There was a lack of referral to the multidisciplinary team as indicated by 26% of the participants who indicated that they have never referred ESRD patients to the MDT.
Recommendations for Healthcare Management
It is critical for ESRD patients to adhere to treatment regimens to improve their QOL.Healthcare management and practitioners play an important role by ensuring that the available programmes for increasing adherence such as health education, group support and home visits are implemented regularly, and families of the patients are also involved in support [76]. Patients can benefit from these programmes and support groups particularly can assist them in coping with the struggles of their condition. Transport of patients to the treatment centre has been emphasised by the participants as being problematic in adherence to treatment regimens by end-stage renal patients. Arriving on time for dialysis sessions by patients will assist them in completing the four- hour sessions of treatment as prescribed. Healthcare management is to have quarterly meetings with Emergency Medical Services (EMS) management where they will be able to identify gaps, plan, implement and evaluate the implemented strategies to improve transport problems for renal patients. It is further recommended that daily interaction among doctors and patients on the importance of following the recommended diet, fluids and medications be strengthened to improve adherence to treatment regimens for ESRD patients. A compliance team is necessary to monitor treatment adherence. It is also recommended that procedures and guidelines for the management of ESRD patients should be communicated and then implemented by healthcare practitioners. Health education of patients and mentorship of healthcare professionals need to be strengthened.

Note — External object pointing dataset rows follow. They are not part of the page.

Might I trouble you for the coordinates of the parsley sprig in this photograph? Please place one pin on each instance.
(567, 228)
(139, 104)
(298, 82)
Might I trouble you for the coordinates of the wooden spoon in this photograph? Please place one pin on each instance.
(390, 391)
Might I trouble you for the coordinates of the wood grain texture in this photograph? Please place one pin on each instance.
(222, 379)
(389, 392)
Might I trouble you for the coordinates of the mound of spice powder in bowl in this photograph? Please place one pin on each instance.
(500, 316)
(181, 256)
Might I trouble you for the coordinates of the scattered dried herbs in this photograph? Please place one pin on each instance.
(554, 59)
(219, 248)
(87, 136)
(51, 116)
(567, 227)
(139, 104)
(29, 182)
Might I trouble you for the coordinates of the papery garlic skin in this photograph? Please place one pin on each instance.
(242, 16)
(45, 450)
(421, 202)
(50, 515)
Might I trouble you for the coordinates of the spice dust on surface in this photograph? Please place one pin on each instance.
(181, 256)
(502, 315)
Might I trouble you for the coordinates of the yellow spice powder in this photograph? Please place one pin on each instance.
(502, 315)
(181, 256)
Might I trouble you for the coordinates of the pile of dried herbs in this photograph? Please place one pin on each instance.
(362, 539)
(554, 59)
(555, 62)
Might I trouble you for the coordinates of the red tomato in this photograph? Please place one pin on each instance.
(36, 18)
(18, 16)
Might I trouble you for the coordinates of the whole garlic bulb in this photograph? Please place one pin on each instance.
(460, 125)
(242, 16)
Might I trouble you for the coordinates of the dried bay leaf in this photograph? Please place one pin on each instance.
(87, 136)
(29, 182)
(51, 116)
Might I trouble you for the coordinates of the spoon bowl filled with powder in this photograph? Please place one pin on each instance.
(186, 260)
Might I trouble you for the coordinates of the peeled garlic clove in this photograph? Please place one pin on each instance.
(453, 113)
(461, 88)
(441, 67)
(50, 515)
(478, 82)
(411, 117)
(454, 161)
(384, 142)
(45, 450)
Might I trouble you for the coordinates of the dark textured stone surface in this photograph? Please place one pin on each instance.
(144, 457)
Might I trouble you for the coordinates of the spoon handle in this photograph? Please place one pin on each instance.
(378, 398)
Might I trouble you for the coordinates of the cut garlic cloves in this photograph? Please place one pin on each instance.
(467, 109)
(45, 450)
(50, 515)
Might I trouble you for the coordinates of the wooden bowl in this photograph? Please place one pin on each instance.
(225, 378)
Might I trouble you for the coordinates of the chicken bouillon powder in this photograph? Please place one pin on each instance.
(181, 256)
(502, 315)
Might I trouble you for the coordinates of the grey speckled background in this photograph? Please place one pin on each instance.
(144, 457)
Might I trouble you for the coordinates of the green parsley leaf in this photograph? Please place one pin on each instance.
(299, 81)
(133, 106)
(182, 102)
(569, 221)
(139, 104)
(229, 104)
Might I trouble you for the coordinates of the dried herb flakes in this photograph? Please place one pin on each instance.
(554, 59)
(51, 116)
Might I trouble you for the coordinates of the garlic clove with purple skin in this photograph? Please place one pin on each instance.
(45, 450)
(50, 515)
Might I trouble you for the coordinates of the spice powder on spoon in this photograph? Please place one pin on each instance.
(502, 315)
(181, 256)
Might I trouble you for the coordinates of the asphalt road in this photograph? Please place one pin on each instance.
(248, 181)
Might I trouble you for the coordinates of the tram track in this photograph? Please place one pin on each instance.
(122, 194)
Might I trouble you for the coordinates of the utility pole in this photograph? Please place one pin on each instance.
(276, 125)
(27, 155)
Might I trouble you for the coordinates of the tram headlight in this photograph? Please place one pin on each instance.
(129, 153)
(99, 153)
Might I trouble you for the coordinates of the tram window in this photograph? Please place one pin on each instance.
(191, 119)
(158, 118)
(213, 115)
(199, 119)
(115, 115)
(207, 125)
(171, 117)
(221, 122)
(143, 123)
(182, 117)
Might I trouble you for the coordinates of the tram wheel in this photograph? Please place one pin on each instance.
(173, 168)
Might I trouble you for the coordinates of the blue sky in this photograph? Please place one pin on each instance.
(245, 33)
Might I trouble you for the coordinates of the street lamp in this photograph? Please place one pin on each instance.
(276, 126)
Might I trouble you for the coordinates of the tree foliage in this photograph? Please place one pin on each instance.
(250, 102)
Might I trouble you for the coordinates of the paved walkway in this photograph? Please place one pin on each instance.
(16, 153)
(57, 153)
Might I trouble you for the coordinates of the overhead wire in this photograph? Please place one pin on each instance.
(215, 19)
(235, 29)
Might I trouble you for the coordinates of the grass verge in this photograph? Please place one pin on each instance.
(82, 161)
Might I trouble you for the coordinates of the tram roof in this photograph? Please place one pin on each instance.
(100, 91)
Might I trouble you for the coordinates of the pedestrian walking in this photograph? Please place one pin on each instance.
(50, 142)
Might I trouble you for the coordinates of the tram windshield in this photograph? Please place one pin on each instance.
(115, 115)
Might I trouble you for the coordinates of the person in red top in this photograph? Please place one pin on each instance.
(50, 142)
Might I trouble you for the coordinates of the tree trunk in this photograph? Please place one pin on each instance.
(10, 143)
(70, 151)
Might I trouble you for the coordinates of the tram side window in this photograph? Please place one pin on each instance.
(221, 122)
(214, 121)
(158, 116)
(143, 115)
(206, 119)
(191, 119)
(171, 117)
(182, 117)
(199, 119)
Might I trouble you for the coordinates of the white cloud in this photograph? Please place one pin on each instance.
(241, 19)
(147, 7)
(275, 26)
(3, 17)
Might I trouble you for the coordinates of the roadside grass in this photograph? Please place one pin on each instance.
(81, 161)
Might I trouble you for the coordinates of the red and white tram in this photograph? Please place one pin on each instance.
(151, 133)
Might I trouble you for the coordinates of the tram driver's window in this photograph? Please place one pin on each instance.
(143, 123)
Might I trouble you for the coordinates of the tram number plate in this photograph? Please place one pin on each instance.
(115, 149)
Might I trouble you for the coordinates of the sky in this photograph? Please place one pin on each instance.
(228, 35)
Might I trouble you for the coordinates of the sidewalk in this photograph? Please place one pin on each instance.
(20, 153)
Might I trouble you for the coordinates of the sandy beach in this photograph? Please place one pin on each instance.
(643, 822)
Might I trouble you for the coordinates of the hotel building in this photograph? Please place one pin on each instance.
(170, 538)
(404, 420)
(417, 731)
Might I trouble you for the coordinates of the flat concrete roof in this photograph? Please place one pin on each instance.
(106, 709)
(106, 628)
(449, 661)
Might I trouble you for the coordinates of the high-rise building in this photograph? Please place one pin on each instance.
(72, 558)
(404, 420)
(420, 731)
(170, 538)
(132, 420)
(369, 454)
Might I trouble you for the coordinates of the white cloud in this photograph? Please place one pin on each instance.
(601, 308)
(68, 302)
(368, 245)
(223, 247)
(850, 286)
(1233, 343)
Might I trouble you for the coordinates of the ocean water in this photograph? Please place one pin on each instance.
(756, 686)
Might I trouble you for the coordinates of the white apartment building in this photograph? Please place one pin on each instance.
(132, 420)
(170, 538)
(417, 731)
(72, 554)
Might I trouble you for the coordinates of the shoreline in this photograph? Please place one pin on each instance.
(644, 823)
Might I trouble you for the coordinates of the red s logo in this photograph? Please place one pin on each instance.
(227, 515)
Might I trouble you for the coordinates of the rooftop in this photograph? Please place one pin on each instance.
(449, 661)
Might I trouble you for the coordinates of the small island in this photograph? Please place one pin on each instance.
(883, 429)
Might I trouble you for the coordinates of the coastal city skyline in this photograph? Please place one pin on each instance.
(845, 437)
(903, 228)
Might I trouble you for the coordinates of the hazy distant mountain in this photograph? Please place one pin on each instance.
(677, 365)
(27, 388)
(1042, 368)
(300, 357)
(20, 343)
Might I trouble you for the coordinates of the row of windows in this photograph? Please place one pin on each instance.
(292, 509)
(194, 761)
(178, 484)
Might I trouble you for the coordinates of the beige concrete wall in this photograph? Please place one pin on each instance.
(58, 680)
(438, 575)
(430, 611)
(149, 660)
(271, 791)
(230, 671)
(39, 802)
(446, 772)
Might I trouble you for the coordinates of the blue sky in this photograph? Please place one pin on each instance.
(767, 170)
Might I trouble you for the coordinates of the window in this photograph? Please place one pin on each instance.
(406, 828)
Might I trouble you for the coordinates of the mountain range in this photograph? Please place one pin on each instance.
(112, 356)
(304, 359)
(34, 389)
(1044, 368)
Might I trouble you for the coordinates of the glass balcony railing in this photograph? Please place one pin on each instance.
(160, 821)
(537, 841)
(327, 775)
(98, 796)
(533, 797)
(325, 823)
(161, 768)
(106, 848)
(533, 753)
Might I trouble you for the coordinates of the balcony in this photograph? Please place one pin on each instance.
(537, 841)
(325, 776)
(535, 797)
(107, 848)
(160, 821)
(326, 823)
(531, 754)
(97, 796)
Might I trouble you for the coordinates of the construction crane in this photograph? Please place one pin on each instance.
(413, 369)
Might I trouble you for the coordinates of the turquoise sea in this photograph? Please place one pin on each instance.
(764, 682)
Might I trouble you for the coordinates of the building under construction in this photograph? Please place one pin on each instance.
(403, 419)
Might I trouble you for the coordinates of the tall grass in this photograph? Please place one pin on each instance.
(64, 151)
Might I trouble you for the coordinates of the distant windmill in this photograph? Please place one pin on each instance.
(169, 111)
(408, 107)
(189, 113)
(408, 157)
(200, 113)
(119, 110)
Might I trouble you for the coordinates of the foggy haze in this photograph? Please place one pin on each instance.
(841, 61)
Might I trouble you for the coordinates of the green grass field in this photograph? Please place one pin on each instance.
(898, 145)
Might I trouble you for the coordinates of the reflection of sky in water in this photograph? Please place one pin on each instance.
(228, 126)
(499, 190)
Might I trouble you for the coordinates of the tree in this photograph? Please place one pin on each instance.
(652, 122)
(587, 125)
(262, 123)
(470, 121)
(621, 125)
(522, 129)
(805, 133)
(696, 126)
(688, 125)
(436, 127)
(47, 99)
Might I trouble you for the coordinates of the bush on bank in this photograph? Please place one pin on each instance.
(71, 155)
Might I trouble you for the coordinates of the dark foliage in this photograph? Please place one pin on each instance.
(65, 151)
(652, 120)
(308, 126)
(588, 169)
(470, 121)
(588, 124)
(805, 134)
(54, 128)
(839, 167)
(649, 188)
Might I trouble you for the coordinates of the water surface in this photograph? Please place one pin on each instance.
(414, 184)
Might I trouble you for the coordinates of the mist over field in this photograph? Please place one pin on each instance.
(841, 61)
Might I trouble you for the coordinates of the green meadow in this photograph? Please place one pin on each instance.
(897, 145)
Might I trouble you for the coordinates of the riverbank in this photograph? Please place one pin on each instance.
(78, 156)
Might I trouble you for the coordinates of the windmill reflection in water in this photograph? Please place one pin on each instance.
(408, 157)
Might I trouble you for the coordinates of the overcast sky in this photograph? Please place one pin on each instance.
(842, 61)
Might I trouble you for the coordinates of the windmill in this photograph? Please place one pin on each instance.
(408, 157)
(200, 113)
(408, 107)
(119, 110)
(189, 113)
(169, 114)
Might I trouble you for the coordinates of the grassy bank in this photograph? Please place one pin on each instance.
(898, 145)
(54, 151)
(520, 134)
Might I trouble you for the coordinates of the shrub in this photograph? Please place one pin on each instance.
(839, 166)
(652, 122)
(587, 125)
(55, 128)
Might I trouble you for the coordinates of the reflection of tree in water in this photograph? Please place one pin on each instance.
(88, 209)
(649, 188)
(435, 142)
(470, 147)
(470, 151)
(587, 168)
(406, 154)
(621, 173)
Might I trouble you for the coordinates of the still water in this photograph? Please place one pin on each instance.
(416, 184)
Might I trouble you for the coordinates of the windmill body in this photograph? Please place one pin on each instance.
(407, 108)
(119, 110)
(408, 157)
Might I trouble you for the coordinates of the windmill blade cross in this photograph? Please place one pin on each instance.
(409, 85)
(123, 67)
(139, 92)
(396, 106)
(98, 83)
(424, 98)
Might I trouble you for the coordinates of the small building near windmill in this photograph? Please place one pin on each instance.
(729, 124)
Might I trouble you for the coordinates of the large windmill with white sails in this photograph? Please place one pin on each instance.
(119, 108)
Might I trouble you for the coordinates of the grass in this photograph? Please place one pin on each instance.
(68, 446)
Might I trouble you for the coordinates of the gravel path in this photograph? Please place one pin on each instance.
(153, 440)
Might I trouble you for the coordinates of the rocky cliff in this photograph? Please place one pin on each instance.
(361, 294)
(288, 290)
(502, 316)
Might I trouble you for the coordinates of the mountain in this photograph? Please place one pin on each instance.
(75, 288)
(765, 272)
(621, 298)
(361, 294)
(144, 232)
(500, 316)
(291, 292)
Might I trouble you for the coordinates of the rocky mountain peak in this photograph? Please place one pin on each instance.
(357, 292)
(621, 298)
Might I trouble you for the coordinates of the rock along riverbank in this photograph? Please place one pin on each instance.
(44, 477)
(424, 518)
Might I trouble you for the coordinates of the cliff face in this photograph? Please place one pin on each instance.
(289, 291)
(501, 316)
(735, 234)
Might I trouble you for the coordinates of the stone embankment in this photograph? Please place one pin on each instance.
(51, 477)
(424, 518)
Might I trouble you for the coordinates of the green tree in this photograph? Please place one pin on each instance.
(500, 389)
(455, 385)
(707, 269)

Monitoring and evaluation of the healthcare system need to be active and involved in the delivery of renal services. Nurses, doctors, and ambulance drivers need to be debriefed regularly to improve communication and attitudes towards renal patients.
Recommendations for Further Research
This investigation added to the wealth of information on increasing adherence to treatment regimens by ESSRD patients. More research is needed to investigate the unit costs of hospitalization for renal patients caused by failure to adhere to treatment, as well as the benefits of decentralizing nephrology therapy into district hospitals throughout the Limpopo province.
Limitations of the Study
Delay in obtaining permission from the two ethical committees, Polokwane/Mankweng and the Department of Health, caused the researcher to work in a rush to collect data to meet the deadline of the given period of data collection. A person-to-person gathering of information may have introduced bias for the researcher as the respondents were familiar to the investigator. The study's use of the purposive sampling method was also a limitation as it has been linked with a high risk of bias during selection. It is suggested that subsequent investigations use different methods of sampling.
Conclusion
Considering all the information above, the objectives of the thesis have been met. An exploration of how healthcare management can improve adherence to ESRD treatment regimens among renal patients at Pietersburg Hospital has been done. Perceptions of healthcare management and healthcare providers were explored, and key challenges experienced by ESRD patients and the contributory factors concerning non-adherence to treatment regimens were identified. Strategies to improve adherence to ESRD treatment regimens among patients were recommended for implementation. It is assumed that if healthcare management can adopt the recommendations, adherence of ESRD patients to treatment regimens can be improved.